La patiente est initialement venue voir Mark Supiano en 2017 parce que sa famille était préoccupée par sa perte de mémoire à court terme.
En prenant ses antécédents et ses signes vitaux, Supiano, gériatre à l'Université de l'Utah, a vu un signal inquiétant : sa tension artérielle était de 148/86, au-dessus de la normale malgré la prise de deux médicaments destinés à la faire baisser. « C'était clairement trop élevé », a-t-il déclaré récemment.
Plusieurs facteurs pourraient avoir contribué à ce résultat élevé, notamment le médicament anti-inflammatoire que la femme de 78 ans a pris pour soulager les douleurs arthritiques, un régime riche en sodium et le manque d'exercice régulier.
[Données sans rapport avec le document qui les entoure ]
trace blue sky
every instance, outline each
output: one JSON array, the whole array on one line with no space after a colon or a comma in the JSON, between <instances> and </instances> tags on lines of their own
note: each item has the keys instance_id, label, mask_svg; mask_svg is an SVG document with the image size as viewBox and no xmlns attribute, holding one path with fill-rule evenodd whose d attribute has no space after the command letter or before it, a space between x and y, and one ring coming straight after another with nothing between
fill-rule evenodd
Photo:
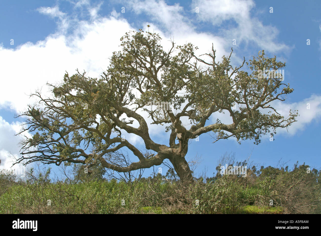
<instances>
[{"instance_id":1,"label":"blue sky","mask_svg":"<svg viewBox=\"0 0 321 236\"><path fill-rule=\"evenodd\" d=\"M66 70L71 74L78 68L97 77L107 68L111 52L118 50L121 36L149 24L164 39L165 48L171 37L178 45L191 42L198 46L199 54L207 52L213 43L218 58L229 54L233 47L234 66L243 56L248 61L262 49L286 63L284 82L294 91L275 106L285 113L290 108L298 109L298 121L288 132L277 130L273 142L267 136L258 145L251 140L240 145L233 139L213 144L209 135L203 135L199 142L192 142L187 156L201 156L196 172L205 168L212 176L217 159L226 152L235 153L238 160L252 153L251 160L265 166L275 166L282 158L291 168L297 161L321 167L320 1L30 0L0 5L0 168L11 165L9 152L19 153L19 138L13 135L23 120L13 117L34 102L28 94L47 81L61 80ZM151 131L155 142L168 144L162 127ZM128 137L142 146L139 139Z\"/></svg>"}]
</instances>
Elle avait également dit à Supiano qu'elle buvait généralement quelques verres de vin chaque soir.
Après que Supiano ait discuté des moyens de réduire son risque, la femme et son mari se sont inscrits dans une salle de sport. Elle a arrêté de prendre des anti-inflammatoires et a réduit sa consommation de sel et d'alcool, ramenant sa tension artérielle systolique entre 130 et 140 – toujours de l'hypertension, selon les directives publiées par l'American Heart Association et l'American College of Cardiology plus tard cette année-là, mais plus acceptable. (La systolique est le chiffre le plus élevé du rapport de pression artérielle et le chiffre le plus important sur le plan clinique.)
En 2019, cependant, le patient a reçu un diagnostic de déficience cognitive légère, et des preuves médicales ont émergé sur un lien entre l'hypertension (le terme médical désignant l'hypertension artérielle) et la démence. « Je n'étais pas aussi agressif que j'aurais dû l'être », se souvient Supiano. Il a ajouté un troisième médicament contre l'hypertension au régime de la femme, et ses résultats sont tombés à 120 ou moins.
Les directives changeantes en matière de contrôle de la tension artérielle peuvent rappeler aux personnes âgées une mode de danse de leur jeunesse, les limbes. Comme Chubby Checker l'a dit un jour : « Jusqu'où pouvez-vous descendre ? »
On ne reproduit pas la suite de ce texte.